Stop pulling a bait-and-switch, and start updating job descriptions before posting. Have current employees review them and let you know anything that may need to be changed or added to the duties and responsibilities listed. Also include as much information about the company culture and workplace as possible. That way job seekers have a clear picture of what it’d be like to work for the organization and don’t have to randomly guess and form incorrect expectations.
2. Mobile paperwork
Imagine you get hired for a new job you can’t wait to start. You’re excited about tackling all the new challenges it’ll bring your way and the chances it’ll give you to show off your skills. But then you go in on the first day and spend most of your first week filling out paperwork. You have to wait even longer to do what you were hired to do.
Instead of putting a new hire’s attention on a task they’ll never have to do again, give them the option to fill out paperwork via a mobile device. That way they can focus on what they’ll be doing each and every day and just fill out the forms when and where they have the opportunity.
3. Customized training
A 2015 Intercall survey found that 36 percent of employees feel the training they receive isn’t relevant to their position or career path. And that’s mostly due to one-size-fits-all training and onboarding.
If you’re striving for consistency, it may seem logical and convenient to have each and every new hire go through the same onboarding process. But in reality, it only gives employees a fraction of the tools they’ll actually need.
By giving each position more customized training, new employees can learn more in depth information about what they’ll be doing and understand the expectations of their performance. [click to tweet] If you’re unsure what to include and what to leave out, turn to your current employees -- especially those who were hired more recently -- to see what parts of the process are most important.
4. Consistent leadership
When a new hire gets overwhelmed or confused, they look to leadership for help and support. However, if their supervisors are not consistent with how they treat or communicate with employees, it can leave them feeling even more disoriented.
In fact, a recent study from Michigan State University found that employees with unpredictable bosses are more stressed out than those with bosses who are, to put it frankly, always a jerk. Imagine how powerful consistent good leadership would be for employees.
During the already stressful time of starting a new job, make sure you and the entire management team are on the same page. Ensure that no matter which leader a new hire goes to with a question, he’d receive the exact same answer.
5. An opportunity to give feedback
One of the best ways to build consistency into your hiring and onboarding processes is to check in with those who have gone through it. Asking candidates and new hires for feedback about how they feel processes went will give you insights about whether or not everyone is having a good experience.

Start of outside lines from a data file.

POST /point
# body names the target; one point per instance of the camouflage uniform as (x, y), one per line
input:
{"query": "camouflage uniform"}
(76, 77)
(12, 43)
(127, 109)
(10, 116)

Survey a new hire about when they might have been confused before and after they got the job. That way you’ll be able to see and address any areas that are unclear or providing contradicting information.
Being a new hire can be difficult, but even more so if every time you turn around it seems like the rules are changing. However, by focusing on consistency, you can ensure that each new employee is set up for success and is confident in your organization and their role in it.